A Fine-Tuned Universe

Let’s say that you are the lone occupant of an island, on which you were born. Your parents are both deceased, and to your knowledge you are alone in the world. Your parents never spoke of other humans beyond your shores.

One day you are walking along the beach and you find a finely machined drive shaft. You know that you and parents didn’t and couldn’t produce it, but you reason that maybe unguided nature could produce such a piece. A little further down the beach you find a bearing that perfectly fits the shaft, then another one. In time you find further pieces that all assemble into an engine. What is your conclusion? You may wish to believe that you are alone, but reason tells you such finely tuned things were made with purpose by a creator.

Is the universe like this or are we just super lucky? The laws of physics explain how the universe works. It is not chaotic but very ordered. For some reason, mathematics can explain the motion and behavior of the cosmos. Not only so, but the laws of physics have finely tuned constants that if they varied even slightly solar systems wouldn’t exist, carbon wouldn’t exist, the Earth wouldn’t exist, life wouldn’t exist and somebody pondering the reason for life wouldn’t exist anywhere in this universe.

Those who are dismissive of God, tend to also be dismissive of the importance of life, and downplay the uniqueness and importance of Earth. Yes, it is a small speck in the midst of specklessness as Bill Nye once said; but it is a very strange speck.

We are here to ponder it. The laws of physics are exactly what they need to be. If you argue that human life has no significance, then you must explain why so many factors are just the way that they are. To appeal to luck is mathematical nonsense. To conclude that the creation of life is inevitable because we are here is baseless. Yes, the laws needed to be something, but at some point the coincidence goes beyond credible description as luck. At some point it is so improbable that you have to conclude that someone or something designed it–someone who is from outside of the created order, not inside of it. The fine-tuned universe is evidence. You can measure it. A so-called scientific explanation of it is not.

To ease the probabilistic problem created by so many factors seemingly working together, some scientists have theorized the “multiverse”. The multiverse is a theoretical scenario where an infinite number of universes could co-exist making the situation we have here on Earth more likely. For a discipline that prides itself on proof, the multiverse is pretty funny. Atheistic materialists call the God of the Bible a “god of the gaps”. This is clearly a theory of the gaps. A very big gap. Mockingly, religion and Intelligent Design was described as a random, proof-less belief comparable to believing in a “flying spaghetti-monster” to the Kansas Board of Education. The multiverse is their flying spaghetti monster.

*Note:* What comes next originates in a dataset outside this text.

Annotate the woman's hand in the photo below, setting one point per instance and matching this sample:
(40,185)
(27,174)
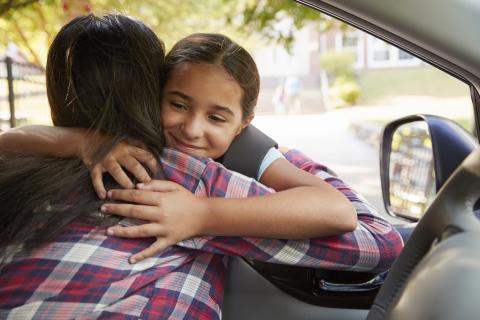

But what about the rest of this huge universe? Would a real, all-powerful god create all of this universe, much if not all of which is deadly for humans, and still have us as the main purpose? The Bible says the creation was made by Christ and for Him. It does not say it was made for us. The purpose of the rest of the universe could be many things: a creative outlet, a demonstration of power, a place for other intelligent life, or just the by-product of the laws He created. It can’t be said that the rest of the universe is flawed or a product of a bad, creative skill set when you don’t know what God made it to do. But you would have to agree it is beautiful.